4. An expression recognition method, comprising:

determining a target image;

inputting the target image into an expression recognition model trained by the method of any one of claims 1 to 3 for analysis to determine a target expression corresponding to the target image, comprising: correcting a face image in the target image to obtain a target corrected image; calculating the target correction image to obtain a facial expression feature map; converting the facial expression feature map into a facial expression abstract feature map; determining the target expression corresponding to the target image based on the facial expression abstract feature map;

and outputting the target expression.

5. The method of claim 4, wherein determining the target expression corresponding to the target image based on the facial expression abstract feature map comprises:

performing linear correction on the facial expression abstract feature map to obtain probability values of at least two expressions;

and determining the expression with the maximum probability value as the target expression corresponding to the target image.

6. An apparatus for obtaining an expression recognition model, comprising:

the system comprises an acquisition module, a processing module and a processing module, wherein the acquisition module is used for acquiring a plurality of groups of first training data, and each group of data in the plurality of groups of first training data comprises: an image, a face corresponding to the image, and an expression corresponding to the face;

the construction module is used for training the face recognition initial model through deep learning by using the images included in the plurality of groups of first training data and the faces corresponding to the images so as to obtain a face recognition model; removing a first module which is included in the face recognition model and is positioned behind the first full-connection layer and used for calculating an ArcFace Loss function and a second module which is used for inputting face recognition results; sequentially adding a full-connection layer module for carrying out linear correction on the face abstract features and a third module for outputting expression recognition results after the first full-connection layer to obtain an expression recognition initial model;

the training module is used for training the expression recognition initial model through deep learning by using the plurality of groups of facial expression training data so as to obtain an expression recognition model;

the device is further used for acquiring a plurality of groups of facial expression training data corresponding to the plurality of groups of first training data, wherein the plurality of groups of first training data respectively correspond to a group of facial expression training data, the group of facial expression training data is used for indicating different expressions in N corresponding to faces in each group of first training data, and the N is an integer larger than 1.
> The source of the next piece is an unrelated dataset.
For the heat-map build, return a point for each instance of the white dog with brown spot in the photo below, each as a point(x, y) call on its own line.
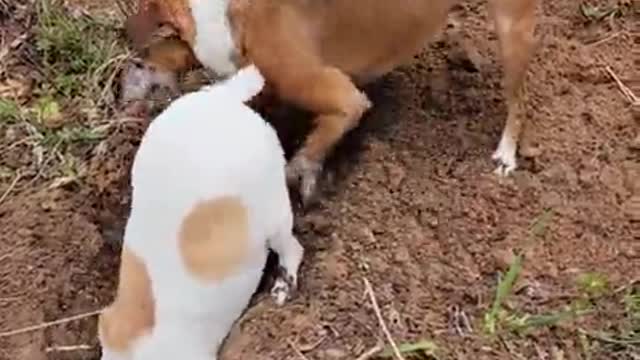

7. An expression recognition apparatus, characterized by comprising:

the first determining module is used for determining a target image;

a second determining module, configured to input the target image into an expression recognition model trained by the method of any one of claims 1 to 3 for analysis to determine a target expression corresponding to the target image, where the second determining module includes: correcting a face image in the target image to obtain a target corrected image; calculating the target correction image to obtain a facial expression feature map; converting the facial expression feature map into a facial expression abstract feature map; determining the target expression corresponding to the target image based on the facial expression abstract feature map;

and the output module is used for outputting the target expression.
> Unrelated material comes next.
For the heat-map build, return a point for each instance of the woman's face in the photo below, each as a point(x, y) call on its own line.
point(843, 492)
8. A computer readable storage medium, characterized in that the computer readable storage medium has stored therein a computer program, wherein the computer program is arranged to perform the method of any of the claims 1 to 3 or the method of any of the claims 4-5 when run.

9. An electronic device comprising a memory and a processor, characterized in that the memory has stored therein a computer program, the processor being arranged to run the computer program to perform the method of any of the claims 1 to 3 or to perform the method of any of the claims 4-5.